Graficamente, una rottura rialzista di area 89.80/90.65 in close daily, indirizza sulla prossima forte resistenza facilmente individuabile in area 93.45/94. Una attenta analisi grafica porta a pensare che nel breve tuttavia area 89.80/90.65 potrebbe respingere tutte le probabili velleità rialziste, consentendo un piccolo pull back su livello 86.50/87. Se questo dovesse succedere allora resta probabile il target precedente, 93.45/94, target statico e obiettivo di una Flag ben visibile, iniziata da 68 circa.
Se invece l’allungo prosegue sopra area 90.65, allora il test del pull back sarà proprio un ritorno in area 90.65 in ritracciamento dai massimi citati. Qualora anche area 93.45/94 dovesse non bastare, il barile troverebbe il prossimo livello di resistenza a 97.5 circa.
Andamento della quotazione del petrolio
(periodo 2021-2023)
Personalmente tra 93.45 e 97.5 cercherò di posizionarmi “contrarian”.
Fino a quel momento penso che la follia evidente sui mercati mondiali, rialzisti senza un briciolo di motivo, perduri pure sul petrolio e dunque sarebbe poco intelligente aprire short prima dei target.

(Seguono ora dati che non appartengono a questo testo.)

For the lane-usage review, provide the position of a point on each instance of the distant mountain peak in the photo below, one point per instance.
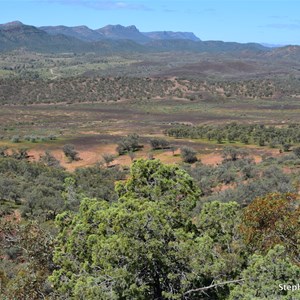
(12, 24)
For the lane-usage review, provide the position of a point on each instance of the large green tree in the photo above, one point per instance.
(143, 246)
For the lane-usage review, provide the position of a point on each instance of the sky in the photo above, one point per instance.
(267, 21)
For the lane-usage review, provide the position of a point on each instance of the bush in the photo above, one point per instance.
(188, 155)
(129, 143)
(159, 143)
(70, 152)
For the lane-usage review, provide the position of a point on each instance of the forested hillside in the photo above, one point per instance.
(159, 232)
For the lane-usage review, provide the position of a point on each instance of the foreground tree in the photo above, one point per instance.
(270, 220)
(265, 277)
(143, 246)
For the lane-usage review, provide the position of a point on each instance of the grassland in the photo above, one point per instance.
(95, 128)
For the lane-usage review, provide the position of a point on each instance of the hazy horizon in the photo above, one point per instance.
(267, 21)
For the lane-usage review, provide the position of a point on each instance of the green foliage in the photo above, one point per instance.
(159, 143)
(152, 180)
(26, 252)
(128, 144)
(188, 154)
(254, 134)
(264, 275)
(136, 248)
(70, 152)
(49, 160)
(108, 158)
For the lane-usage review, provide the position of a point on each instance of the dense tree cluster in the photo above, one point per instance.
(160, 232)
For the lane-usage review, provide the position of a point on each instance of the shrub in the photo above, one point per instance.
(188, 155)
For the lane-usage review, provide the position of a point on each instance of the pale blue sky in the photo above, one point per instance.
(266, 21)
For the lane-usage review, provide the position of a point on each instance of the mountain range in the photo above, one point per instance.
(117, 32)
(117, 39)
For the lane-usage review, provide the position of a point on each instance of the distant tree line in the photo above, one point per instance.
(258, 134)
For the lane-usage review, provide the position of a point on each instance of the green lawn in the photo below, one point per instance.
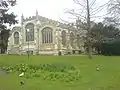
(108, 78)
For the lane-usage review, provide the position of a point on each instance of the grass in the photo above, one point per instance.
(108, 78)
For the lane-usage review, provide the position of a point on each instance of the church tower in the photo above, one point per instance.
(22, 19)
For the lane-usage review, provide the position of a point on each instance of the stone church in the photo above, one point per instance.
(43, 36)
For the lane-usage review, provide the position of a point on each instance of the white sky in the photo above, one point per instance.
(53, 9)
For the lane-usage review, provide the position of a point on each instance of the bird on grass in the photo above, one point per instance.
(22, 82)
(22, 74)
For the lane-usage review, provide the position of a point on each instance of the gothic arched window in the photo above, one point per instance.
(64, 38)
(29, 29)
(16, 38)
(47, 35)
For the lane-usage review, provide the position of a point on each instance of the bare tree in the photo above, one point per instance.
(114, 12)
(86, 14)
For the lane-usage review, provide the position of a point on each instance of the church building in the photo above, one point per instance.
(43, 36)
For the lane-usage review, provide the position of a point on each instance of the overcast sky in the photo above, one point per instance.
(53, 9)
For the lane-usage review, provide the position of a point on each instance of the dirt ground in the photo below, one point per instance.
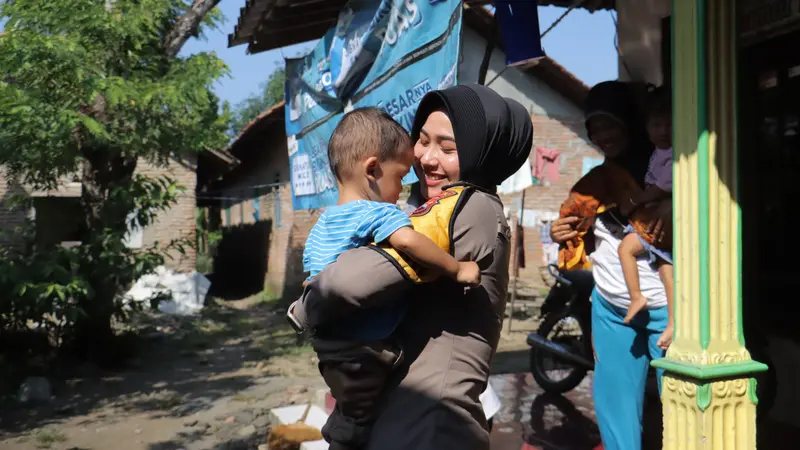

Rimane da chiedersi cosa sia accaduto (e stia tutt’ora accadendo) in questo 2023, che ha dissociato , più che nel passato, ogni strumento tradabile dalla oggettiva realtà macroeconomica o microeconomica. Un contesto mai visto prima, che potrebbe trovare nell’Intelligenza Artificiale, poco “intelligente”, la sua spiegazione. Il petrolio misura lo stato di salute mondiale dell’economia. Ma è logico pensare che il processo di salita attuale sbugiardi oramai anche questa passata verità.